Randolph, MO Train Wreck, May 1909
WILL SURVIVE INJURIES
No Fatalities Expected in Randolph, Mo., Wreck
KANSAS CITY, May 15. -- It is believed that none of the twelve persons injured will die as a result of the wreck of the Buffalo-Colorado limited passenger train, west bound, near Kansas City last night. The train, which was Wabash No. 9, one of the first through trains to be used in the combination Union Pacific-Wabash transcontinental service, recently inaugurated, crashed into a steel twin bridge, spanning what is known as the Rush river, a creek one mile north of Randolph. The bridge piers had been undermined by recent high waters and the fact that the train was proceeding at a slow speed was all that prevented a fearful disaster. The engine and the baggage and mail cars crashed into the bridge.
The engine was nearly clear of the trestle when the structure gave way. The engine went down landing on the zank [sic] of the stream. The mail car and the baggage car folded together and hung suspended over the river. The first passenger coach was thrown off the track and stopped, and this alone saved it and the cars following. With the first creaking of the structure, W. P. Carlisle, the engineer, and his fireman, Ira Iles, both of Moberly, Mo., jumped and escaped with severe bruises. In the first passenger coach eight passengers were injured more or less seriously, and the 100 others in the remainder of the train were shaken up.
The express manager and his assistant and the mail clerks, with the exception of W. G. Whitehead of St.
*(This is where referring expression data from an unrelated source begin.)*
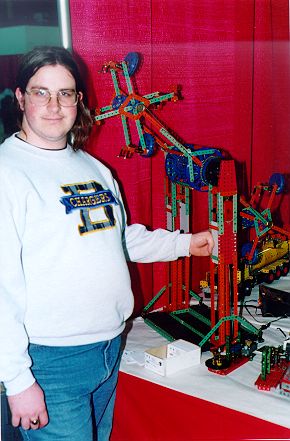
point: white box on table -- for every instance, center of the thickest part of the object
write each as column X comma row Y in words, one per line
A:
column 173, row 357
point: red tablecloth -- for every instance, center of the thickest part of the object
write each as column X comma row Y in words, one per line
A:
column 148, row 412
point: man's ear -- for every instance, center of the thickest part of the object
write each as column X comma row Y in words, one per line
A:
column 20, row 98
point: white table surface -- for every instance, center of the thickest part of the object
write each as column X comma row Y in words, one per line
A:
column 236, row 390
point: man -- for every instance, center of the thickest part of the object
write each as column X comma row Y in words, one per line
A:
column 64, row 283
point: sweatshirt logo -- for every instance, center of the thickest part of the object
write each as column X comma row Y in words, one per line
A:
column 86, row 197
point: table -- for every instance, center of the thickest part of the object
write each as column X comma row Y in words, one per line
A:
column 195, row 404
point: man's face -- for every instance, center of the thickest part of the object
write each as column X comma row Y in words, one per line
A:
column 47, row 126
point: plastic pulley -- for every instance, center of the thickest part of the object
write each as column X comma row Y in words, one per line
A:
column 246, row 249
column 150, row 144
column 279, row 180
column 132, row 61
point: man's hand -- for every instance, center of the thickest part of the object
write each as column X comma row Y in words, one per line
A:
column 201, row 244
column 28, row 408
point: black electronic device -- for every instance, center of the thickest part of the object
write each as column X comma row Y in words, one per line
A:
column 274, row 302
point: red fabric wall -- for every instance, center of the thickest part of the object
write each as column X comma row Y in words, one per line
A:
column 231, row 58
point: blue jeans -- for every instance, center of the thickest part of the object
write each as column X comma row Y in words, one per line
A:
column 79, row 384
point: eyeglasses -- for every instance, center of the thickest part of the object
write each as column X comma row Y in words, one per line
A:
column 65, row 98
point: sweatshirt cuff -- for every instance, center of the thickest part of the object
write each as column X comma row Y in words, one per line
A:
column 182, row 245
column 20, row 383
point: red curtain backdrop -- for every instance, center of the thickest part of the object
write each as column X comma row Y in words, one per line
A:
column 231, row 58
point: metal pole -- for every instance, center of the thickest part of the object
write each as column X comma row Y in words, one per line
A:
column 64, row 23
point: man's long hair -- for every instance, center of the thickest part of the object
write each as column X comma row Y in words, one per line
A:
column 51, row 56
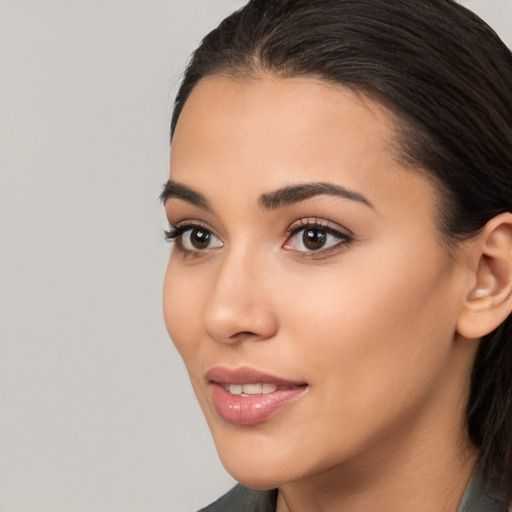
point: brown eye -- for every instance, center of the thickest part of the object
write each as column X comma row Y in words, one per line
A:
column 314, row 239
column 197, row 238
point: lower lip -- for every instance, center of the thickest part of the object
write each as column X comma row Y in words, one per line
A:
column 251, row 409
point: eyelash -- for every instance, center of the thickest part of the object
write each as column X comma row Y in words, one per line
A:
column 176, row 232
column 343, row 235
column 175, row 235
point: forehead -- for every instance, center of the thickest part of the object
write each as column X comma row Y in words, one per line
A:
column 260, row 134
column 273, row 117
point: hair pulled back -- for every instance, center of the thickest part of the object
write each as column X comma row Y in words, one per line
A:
column 447, row 78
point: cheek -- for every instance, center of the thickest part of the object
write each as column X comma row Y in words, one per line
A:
column 181, row 312
column 369, row 334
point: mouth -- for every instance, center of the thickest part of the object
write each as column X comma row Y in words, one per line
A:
column 245, row 396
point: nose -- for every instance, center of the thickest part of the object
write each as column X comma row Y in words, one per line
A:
column 239, row 306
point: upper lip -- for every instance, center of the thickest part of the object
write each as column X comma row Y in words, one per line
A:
column 247, row 375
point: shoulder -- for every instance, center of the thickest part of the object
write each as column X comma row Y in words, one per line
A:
column 243, row 499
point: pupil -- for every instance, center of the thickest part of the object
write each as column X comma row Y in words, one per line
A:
column 200, row 238
column 314, row 238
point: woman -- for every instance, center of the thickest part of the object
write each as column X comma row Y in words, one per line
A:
column 341, row 277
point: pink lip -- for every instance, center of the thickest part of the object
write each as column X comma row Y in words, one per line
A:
column 251, row 409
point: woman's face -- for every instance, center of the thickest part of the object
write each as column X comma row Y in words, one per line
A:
column 308, row 291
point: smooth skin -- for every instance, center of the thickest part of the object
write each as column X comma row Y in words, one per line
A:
column 366, row 308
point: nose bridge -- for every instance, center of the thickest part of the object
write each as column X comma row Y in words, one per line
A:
column 239, row 306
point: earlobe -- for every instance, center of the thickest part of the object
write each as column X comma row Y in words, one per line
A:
column 489, row 302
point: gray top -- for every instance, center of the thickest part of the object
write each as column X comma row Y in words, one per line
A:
column 477, row 498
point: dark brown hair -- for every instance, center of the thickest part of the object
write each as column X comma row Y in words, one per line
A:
column 447, row 77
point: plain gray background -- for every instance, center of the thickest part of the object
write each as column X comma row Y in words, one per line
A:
column 95, row 406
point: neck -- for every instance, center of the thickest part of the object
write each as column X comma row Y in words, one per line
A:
column 429, row 481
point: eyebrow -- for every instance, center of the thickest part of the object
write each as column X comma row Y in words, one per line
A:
column 294, row 194
column 285, row 196
column 180, row 191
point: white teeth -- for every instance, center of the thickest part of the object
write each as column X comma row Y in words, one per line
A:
column 235, row 389
column 250, row 389
column 269, row 388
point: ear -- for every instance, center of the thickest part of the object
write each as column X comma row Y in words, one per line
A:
column 489, row 301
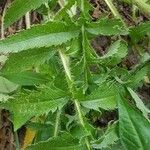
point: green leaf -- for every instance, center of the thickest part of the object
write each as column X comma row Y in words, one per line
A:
column 19, row 7
column 103, row 97
column 62, row 142
column 137, row 33
column 4, row 97
column 107, row 27
column 25, row 78
column 28, row 104
column 26, row 60
column 116, row 52
column 137, row 76
column 140, row 105
column 49, row 34
column 7, row 86
column 142, row 5
column 109, row 138
column 133, row 127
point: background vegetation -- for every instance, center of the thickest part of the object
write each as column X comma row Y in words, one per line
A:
column 75, row 74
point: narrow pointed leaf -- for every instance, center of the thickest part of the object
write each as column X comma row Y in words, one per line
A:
column 116, row 52
column 103, row 97
column 109, row 138
column 26, row 60
column 140, row 105
column 136, row 33
column 25, row 78
column 7, row 86
column 28, row 104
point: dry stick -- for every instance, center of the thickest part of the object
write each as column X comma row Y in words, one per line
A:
column 2, row 37
column 65, row 62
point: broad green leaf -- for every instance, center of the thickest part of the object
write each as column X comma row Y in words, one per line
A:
column 62, row 142
column 49, row 34
column 109, row 138
column 19, row 8
column 25, row 78
column 142, row 5
column 116, row 52
column 28, row 104
column 79, row 132
column 4, row 97
column 107, row 27
column 137, row 76
column 133, row 127
column 136, row 33
column 102, row 97
column 140, row 105
column 7, row 86
column 26, row 60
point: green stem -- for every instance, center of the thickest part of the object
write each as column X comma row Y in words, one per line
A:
column 113, row 9
column 48, row 11
column 82, row 122
column 2, row 21
column 65, row 62
column 57, row 123
column 27, row 20
column 17, row 141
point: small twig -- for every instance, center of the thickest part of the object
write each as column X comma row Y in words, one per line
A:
column 27, row 20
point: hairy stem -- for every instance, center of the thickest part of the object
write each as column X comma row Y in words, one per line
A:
column 65, row 62
column 48, row 11
column 17, row 141
column 2, row 21
column 57, row 123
Louis climbed from their car and escaped with light hurts. Whitehead was precipitated into the water but soon reached the bank. He was badly though not seriously hurt.
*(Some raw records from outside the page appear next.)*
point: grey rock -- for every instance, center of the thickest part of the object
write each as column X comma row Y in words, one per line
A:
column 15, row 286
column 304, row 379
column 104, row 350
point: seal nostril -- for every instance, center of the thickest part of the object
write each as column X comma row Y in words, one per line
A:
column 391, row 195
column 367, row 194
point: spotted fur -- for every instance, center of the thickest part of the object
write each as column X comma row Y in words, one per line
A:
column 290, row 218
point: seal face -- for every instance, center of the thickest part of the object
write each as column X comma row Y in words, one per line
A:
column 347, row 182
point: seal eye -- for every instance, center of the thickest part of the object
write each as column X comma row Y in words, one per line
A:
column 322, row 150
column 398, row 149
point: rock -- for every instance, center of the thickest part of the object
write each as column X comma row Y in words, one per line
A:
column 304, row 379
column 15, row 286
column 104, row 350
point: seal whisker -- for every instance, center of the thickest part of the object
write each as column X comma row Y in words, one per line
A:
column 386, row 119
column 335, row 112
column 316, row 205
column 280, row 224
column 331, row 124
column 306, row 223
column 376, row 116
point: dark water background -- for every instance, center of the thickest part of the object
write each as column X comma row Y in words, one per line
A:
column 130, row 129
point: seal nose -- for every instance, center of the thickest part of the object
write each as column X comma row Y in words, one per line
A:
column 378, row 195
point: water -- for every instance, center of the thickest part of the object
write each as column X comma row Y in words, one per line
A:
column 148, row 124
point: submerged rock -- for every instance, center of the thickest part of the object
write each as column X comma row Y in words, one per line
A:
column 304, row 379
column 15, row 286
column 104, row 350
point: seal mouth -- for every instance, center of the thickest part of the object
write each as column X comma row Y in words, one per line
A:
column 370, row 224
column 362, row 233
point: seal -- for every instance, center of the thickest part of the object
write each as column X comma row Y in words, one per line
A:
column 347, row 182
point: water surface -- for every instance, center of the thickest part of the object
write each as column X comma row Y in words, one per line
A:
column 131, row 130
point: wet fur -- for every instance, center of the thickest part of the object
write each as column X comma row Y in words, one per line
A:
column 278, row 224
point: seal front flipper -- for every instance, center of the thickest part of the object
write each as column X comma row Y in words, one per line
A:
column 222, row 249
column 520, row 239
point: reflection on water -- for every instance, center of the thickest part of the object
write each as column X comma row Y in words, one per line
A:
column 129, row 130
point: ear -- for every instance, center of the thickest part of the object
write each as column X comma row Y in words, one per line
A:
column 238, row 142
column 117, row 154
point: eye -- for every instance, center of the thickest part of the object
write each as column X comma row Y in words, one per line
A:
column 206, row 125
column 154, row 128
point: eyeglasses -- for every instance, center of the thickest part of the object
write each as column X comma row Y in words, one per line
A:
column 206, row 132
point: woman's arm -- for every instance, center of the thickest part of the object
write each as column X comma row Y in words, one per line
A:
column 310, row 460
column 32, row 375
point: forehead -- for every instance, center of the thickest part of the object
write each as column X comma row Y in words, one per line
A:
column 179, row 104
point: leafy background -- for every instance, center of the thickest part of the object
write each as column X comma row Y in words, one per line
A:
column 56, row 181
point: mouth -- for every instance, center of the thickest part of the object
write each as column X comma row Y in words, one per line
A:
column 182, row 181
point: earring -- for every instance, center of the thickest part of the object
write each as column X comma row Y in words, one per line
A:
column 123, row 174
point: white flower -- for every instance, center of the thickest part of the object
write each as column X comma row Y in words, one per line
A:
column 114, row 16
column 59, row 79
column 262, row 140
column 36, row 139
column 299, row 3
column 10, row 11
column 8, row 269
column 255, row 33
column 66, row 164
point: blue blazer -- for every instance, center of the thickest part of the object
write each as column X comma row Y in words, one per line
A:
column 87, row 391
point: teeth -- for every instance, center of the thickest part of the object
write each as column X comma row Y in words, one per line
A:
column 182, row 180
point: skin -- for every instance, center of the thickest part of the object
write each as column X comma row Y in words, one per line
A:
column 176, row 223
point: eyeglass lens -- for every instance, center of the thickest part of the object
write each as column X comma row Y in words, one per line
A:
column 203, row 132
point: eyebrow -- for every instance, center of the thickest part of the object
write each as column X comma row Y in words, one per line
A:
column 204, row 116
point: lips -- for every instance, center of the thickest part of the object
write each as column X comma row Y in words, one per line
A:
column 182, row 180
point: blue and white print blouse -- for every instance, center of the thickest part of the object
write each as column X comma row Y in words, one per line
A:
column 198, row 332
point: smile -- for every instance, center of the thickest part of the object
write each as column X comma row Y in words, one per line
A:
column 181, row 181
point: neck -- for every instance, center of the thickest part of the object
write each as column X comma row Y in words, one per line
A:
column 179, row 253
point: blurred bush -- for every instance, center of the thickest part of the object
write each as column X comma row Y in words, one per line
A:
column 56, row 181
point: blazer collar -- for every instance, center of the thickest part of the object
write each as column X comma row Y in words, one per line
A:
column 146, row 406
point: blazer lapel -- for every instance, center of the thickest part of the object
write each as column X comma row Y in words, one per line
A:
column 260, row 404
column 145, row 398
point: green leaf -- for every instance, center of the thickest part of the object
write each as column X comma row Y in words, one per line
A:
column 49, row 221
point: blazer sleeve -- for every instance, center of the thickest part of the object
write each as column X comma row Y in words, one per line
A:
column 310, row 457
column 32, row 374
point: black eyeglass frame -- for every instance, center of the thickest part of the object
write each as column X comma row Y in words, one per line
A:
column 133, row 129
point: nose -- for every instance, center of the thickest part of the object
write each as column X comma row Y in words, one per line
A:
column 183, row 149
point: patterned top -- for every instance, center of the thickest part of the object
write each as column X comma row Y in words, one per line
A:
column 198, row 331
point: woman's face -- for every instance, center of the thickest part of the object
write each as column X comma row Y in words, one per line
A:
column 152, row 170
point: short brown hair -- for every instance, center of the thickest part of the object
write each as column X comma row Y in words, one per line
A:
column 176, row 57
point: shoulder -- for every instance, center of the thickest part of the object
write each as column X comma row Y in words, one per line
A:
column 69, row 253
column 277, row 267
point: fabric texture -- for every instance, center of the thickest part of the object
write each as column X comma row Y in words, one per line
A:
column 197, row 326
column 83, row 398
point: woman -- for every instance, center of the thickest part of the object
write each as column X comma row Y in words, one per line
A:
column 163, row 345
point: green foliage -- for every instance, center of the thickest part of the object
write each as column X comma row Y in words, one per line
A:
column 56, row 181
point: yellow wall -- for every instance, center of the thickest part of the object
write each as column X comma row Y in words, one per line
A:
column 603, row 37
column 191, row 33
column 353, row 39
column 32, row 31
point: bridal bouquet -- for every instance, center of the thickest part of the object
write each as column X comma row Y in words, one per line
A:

John Utz, a brakeman from Kansas City, was the most seriously injured but it is believed he will recover.
The other injured included:
Frank Fletcher, Indianapolis, passenger, scalp wounds, leg broken.
J. E. Witcher, St. Louis, passenger, bruises and scalp wound.
W. B. Bryant, conductor, Ferguson, Mo., scalp wound.
Richard Litz, deadhead brakeman, scalp, internal injuries.
The injured were brought to Kansas City and placed in the German hospital.